In 2014 the exhibition was hosted by the Jonas Mekas Visual Arts Center in Vilnius, Lithuania, with the patronage of the embassies of Italy and the United States. In the same year, Soulé created The Visit for Galleria Cortina, Milan: a story sequence of 13 paintings, each paired with a photograph, investigating the shifts of meaning between reality and representation.

In 2019 Soulé exhibited the project Tempo e Metamorfosi at the Rocca in Orzinuovi, Brescia: 31 works in 5 large rooms, each dedicated to a contemporary philosophical theme.

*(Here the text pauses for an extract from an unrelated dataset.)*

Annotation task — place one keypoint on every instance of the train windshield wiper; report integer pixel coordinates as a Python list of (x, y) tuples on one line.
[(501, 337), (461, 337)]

In 2021 Soulé partnered with painter Anna Pennati to create the show Con-Se(q)uenze at Almach Art Gallery in Milan. The two artists worked each on a series of pictorial sequences, and then combined them with the sequences of the other artist, thus creating new and unexpected meanings.

 

Blow up is the title of the exhibition presented by Ariel Soulé at the Almach gallery in Milan in 2023. Six large paintings connected to six photographs of the same size signed by the photographer Ingrid Strain.
The title and the work are inspired by the film Blow Up by Michelangelo Antonioni which in turn was taken from the book Las Babas del Diablo by Julio Cortazar to establish the concept that reality is almost never what it appears. Thus from images that are not completely abstract but magically conceptual in Ariel Soulé’s paintings, the collaborator Ingrid Strain “develops” an interpretation of pure logical empiricism that defines the real image.